Para a especialista, o que incentiva o setor produtivo não é apenas uma redução ou isenção pontual de um tributo. Ela considera que para existir desenvolvimento sustentável, “toda a tributação deve ser revista”, tendo como foco o bem estar social.
Janaina Daniel Varalli é mestre em Direitos Difusos e Coletivos pela Unimes, (Universidade Metropolitana de Santos), pós-graduada em Direito Processual Penal pela Escola Paulista da Magistratura, sócia do escritório Varalli e Costa Advogados, e professora do Curso de Pós-Graduação em Direito Ambiental Empresarial da FMU/SP.
Segundo a advogada, nossa legislação tributária é complexa, “o que é muito ruim”, e embora a redução da carga tributária, possa permitir que as empresas se tornem mais modernas e competitivas, desde que existam investimentos do valor da redução em pesquisa e desenvolvimento tecnológico, a medida ainda seria pequena. “O ideal é que ‘saia do papel’ a tão falada reforma tributária e que ela considere a questão ambiental”, defende a especialista.

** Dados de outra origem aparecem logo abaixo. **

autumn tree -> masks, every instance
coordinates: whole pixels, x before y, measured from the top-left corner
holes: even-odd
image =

A especialista também ressalta que na moderna teoria do Direito Tributário, o tributo é instrumento de concretização da sadia qualidade de vida, ou seja, de proteção aos bens ambientais. E que “sem a arrecadação, a própria defesa do meio ambiente estaria prejudicada”. Veja a entrevista que Janaina Daniel Varalli concedeu ao Observatório Eco com exclusividade.
Observatório Eco: De que forma podemos definir o direito ambiental tributário?

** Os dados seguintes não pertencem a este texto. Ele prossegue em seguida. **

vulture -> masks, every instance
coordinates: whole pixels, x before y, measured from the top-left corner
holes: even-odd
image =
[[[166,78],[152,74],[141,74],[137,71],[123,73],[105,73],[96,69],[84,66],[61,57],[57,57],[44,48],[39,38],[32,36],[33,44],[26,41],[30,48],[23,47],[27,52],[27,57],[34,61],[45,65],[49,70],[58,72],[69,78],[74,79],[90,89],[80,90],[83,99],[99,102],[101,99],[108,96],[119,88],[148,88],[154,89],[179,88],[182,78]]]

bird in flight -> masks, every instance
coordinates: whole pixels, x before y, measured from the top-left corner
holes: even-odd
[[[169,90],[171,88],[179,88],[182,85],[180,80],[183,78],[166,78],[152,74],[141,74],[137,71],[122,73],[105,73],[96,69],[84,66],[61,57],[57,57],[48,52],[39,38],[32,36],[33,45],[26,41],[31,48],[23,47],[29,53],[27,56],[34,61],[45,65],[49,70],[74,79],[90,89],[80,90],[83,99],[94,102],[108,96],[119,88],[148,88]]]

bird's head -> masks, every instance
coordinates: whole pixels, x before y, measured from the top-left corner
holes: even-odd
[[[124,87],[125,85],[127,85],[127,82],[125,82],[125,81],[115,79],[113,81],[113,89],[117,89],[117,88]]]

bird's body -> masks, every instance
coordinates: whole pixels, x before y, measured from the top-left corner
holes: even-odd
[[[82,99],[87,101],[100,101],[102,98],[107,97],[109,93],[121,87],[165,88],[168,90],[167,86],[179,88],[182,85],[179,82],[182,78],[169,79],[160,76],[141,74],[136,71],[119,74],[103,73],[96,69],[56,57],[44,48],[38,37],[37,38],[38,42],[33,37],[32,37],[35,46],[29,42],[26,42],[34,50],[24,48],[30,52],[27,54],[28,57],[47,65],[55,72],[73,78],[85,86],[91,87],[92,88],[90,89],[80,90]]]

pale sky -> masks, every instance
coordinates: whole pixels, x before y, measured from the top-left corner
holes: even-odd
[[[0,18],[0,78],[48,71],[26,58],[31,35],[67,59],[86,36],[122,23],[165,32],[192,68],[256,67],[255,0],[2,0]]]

Janaina Daniel Varalli: Podemos definir o Direito Ambiental Tributário como o ramo do Direito dedicado ao estudo dos tributos como instrumento de implementação do chamado piso vital mínimo, ou seja, como forma de efetivação do princípio da dignidade humana. Como sabemos, o princípio da dignidade humana é basilar no Estado Democrático de Direito, mas por óbvio, não basta apenas prever legalmente a dignidade – esta deve efetivada – e os tributos são instrumento para tanto.
É interessante notar que não se trata de Direito Tributário Ambiental e sim Ambiental Tributário. Esta diferença, que a princípio parece irrelevante, é, na verdade, fundamental. Com tal nomenclatura, nos afastamos da noção do tributo como algo que existe “per si” – dinheiro que o Estado arrecada para manter-se, sem contraprestação definida. No Estado Democrático de Direito esta visão é superada – o tributo é instrumento de concretização da sadia qualidade de vida, ou seja, de proteção aos bens ambientais. O Estado, assim como toda a coletividade, tem o dever de proteção e promoção do bem ambiental.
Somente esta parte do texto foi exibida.